If, on the other hand, you make one lump sum payment at the beginning of the year, you will be subject to more concentrated market risk and larger losses. The trick is to spread the market risk out over the year by staggering your purchases. Here is how dollar cost averaging works. In the following example, the purchases of ABC stock are spread out over the first quarter of the year.
Dollar Cost Averaging
Amount Price No. of Shares
January $10,000 $100 100
February $10,000 $ 90 111.11
March $10,000 $ 80 125
Total Shares Purchased 336.11 Market Value $26,888.80 Instead, let’s say you invested a lump sum of $30,000 in ABC stock at the price of $100 per share on January 1. On April 1, the stock market falls 20%, and it is no April Fool’s joke. Your investment has fallen to $24,000 in three months. Ouch!
Alternatively, you could spread out your stock purchases over the three months, as shown in the Dollar Cost Averaging table above. As the stock price fell, you were able to pick up more stock at a lower price for a total of 336.11 shares by the end of the quarter. The value of these shares is $26,888.80.
By staggering your purchases over three months, you have cut your losses almost in half to 10.4%. When the price rises, you will buy fewer shares but the value of your existing investment will also rise. Over time, dollar cost average will deliver a higher return.
Balancing Asset Allocation By regularly balancing your asset allocation as part of your dollar cost averaging strategy, you can further offset downside risk while increasing returns. Your mix of equities and bonds will be determined by your age and risk profile. Younger investors may also have a higher percentage of alternative investments while older investors prefer to have more cash or liquid securities on hand. Decide on your optimal mix of stocks and bonds.
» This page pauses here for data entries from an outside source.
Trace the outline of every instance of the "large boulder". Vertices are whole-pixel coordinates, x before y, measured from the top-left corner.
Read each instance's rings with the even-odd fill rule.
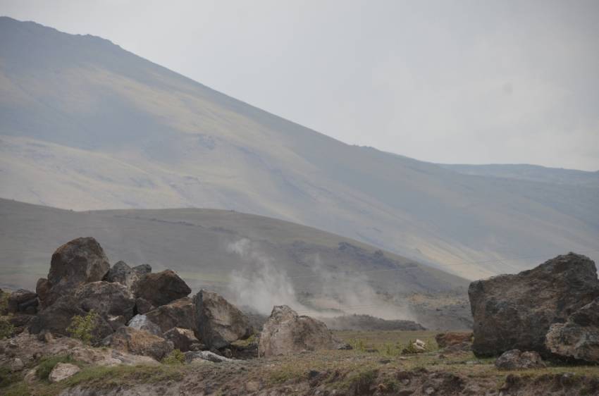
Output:
[[[503,352],[495,361],[495,366],[500,370],[526,370],[545,367],[545,364],[537,352],[512,349]]]
[[[165,332],[162,336],[165,340],[172,342],[175,348],[181,352],[197,350],[204,347],[193,331],[188,328],[174,327]]]
[[[123,326],[102,343],[113,349],[161,360],[173,351],[173,342],[147,331]]]
[[[474,319],[472,349],[478,357],[510,349],[547,355],[550,326],[599,296],[595,263],[585,256],[558,256],[531,270],[470,284]]]
[[[164,333],[178,327],[195,331],[197,326],[195,307],[190,297],[183,297],[146,313],[147,318]]]
[[[132,287],[140,280],[140,273],[127,265],[125,261],[118,261],[110,268],[104,276],[107,282],[118,283],[128,287]]]
[[[572,314],[566,323],[551,325],[545,345],[559,357],[599,363],[599,298]]]
[[[87,312],[81,309],[78,302],[72,295],[60,297],[54,304],[39,312],[31,320],[30,333],[39,334],[45,330],[58,335],[70,335],[67,328],[70,326],[73,317],[75,315],[85,316],[87,314]],[[101,316],[97,315],[92,331],[92,343],[102,340],[112,332],[112,327]]]
[[[136,297],[142,297],[155,307],[189,295],[192,290],[170,269],[156,273],[147,273],[133,286]]]
[[[309,316],[300,316],[289,307],[280,305],[273,308],[262,328],[258,354],[269,357],[304,350],[335,349],[338,345],[323,322]]]
[[[133,317],[135,298],[133,293],[121,283],[104,280],[80,286],[75,299],[84,311],[93,309],[116,329]]]
[[[51,305],[82,285],[101,280],[109,269],[108,259],[95,239],[77,238],[66,243],[52,254],[47,283],[38,281],[39,286],[48,289],[38,293],[42,305]]]
[[[157,324],[151,321],[148,319],[148,317],[145,315],[135,315],[133,316],[127,326],[130,327],[131,328],[135,328],[135,330],[142,330],[144,331],[147,331],[151,334],[154,334],[154,335],[161,335],[163,331],[160,330],[160,328]]]
[[[37,295],[35,292],[19,289],[8,296],[6,309],[11,314],[17,312],[35,314],[37,311]]]
[[[200,290],[194,297],[197,332],[209,348],[220,349],[253,333],[247,317],[236,307],[212,292]]]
Let’s say you are 60% stocks and 40% bonds. If bracing for another wild year in 2016, even growth investors should consider a higher weighting in bonds. Fixed income investments act as a cushion. Bonds tend to move in the opposite direction of stocks, helping to mitigate any lost value in the event of a stock pullback, or worse, a bear market.
When making your monthly contribution, balance out your asset allocation based on market performance. If bonds are performing better than equity, invest a higher amount in stocks to maintain your 60/40 split. Portfolio rebalancing can lower the risk of losses.
Do Not Sweat It! With a prudent dollar cost averaging strategy, you are not going to experience the wild swings in gains and losses of the day trader, so why put yourself through the same level of stress? The money in your investment portfolio should not be money you will need in the next few years.
Instead of watching the market go up and down, research undervalued stocks. If the market does turn down, you will be ready to scoop up some solid companies at a discount. Hold on and enjoy the ride!